For examples, in both systems the process of making a choice consists basically of a competition between the options to accumulate support (bee visits or neuron firings). And in both systems the winner of the competition is determined by which option first accumulates a critical level, or quorum, of support. Consistencies like these indicate that there are general principles of organization for building groups with SI, that is, groups that are far smarter than the smartest individuals in them.
The analyses of collective decision-making by honey bee colonies indicate that a group will possess a high level of SI if among the group’s members there is:
- 1) diversity of knowledge about the available options,
- 2) open and honest sharing of information about the options,
- 3) independence in the members’ evaluations of the options,
- 4) unbiased aggregation of the members’ opinions on the options, and
- 5) leadership that fosters but does not dominate the discussion.
At present, my main research interest is in the area of conservation biology: determining how honey bee colonies living in the wild are able to survive without being treated with pesticides for controlling a deadly ectoparasitic mite, Varroa destructor. Understanding how feral honey bee accomplish this will help beekeepers develop sustainable, pesticide-free approaches to beekeeping.
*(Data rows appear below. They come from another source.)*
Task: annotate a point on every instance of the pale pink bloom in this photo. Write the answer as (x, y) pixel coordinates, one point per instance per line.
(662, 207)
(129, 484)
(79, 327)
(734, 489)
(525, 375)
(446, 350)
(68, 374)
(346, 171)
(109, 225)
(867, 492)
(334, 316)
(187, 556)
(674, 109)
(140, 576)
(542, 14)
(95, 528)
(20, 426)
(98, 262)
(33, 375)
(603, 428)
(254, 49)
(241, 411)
Preliminary work has shown that there remains a feral population of European honey bees living in the Arnot Forest, Cornell University’s 4200-acre research forest located 15 miles from Ithaca, NY. My work has also revealed that these bees have survived infestations of Varroa mites since at least 2002, that the mite populations in these colonies do not surge to high levels, and that this population of bees is not maintained by immigration of bees from managed (pesticide-treated) colonies living outside the forest.
I am currently investigating three possible mechanisms that can explain how the honey bees of the Arnot Forest are able to survive on their own: 1) these bees have evolved means of resistance to the mites, 2) the mites on these bees have evolved low intrinsic rate of reproduction (avirulence), and 3) these bees possess colony-level traits (such as small colony size and frequent swarming) that reduce mite populations.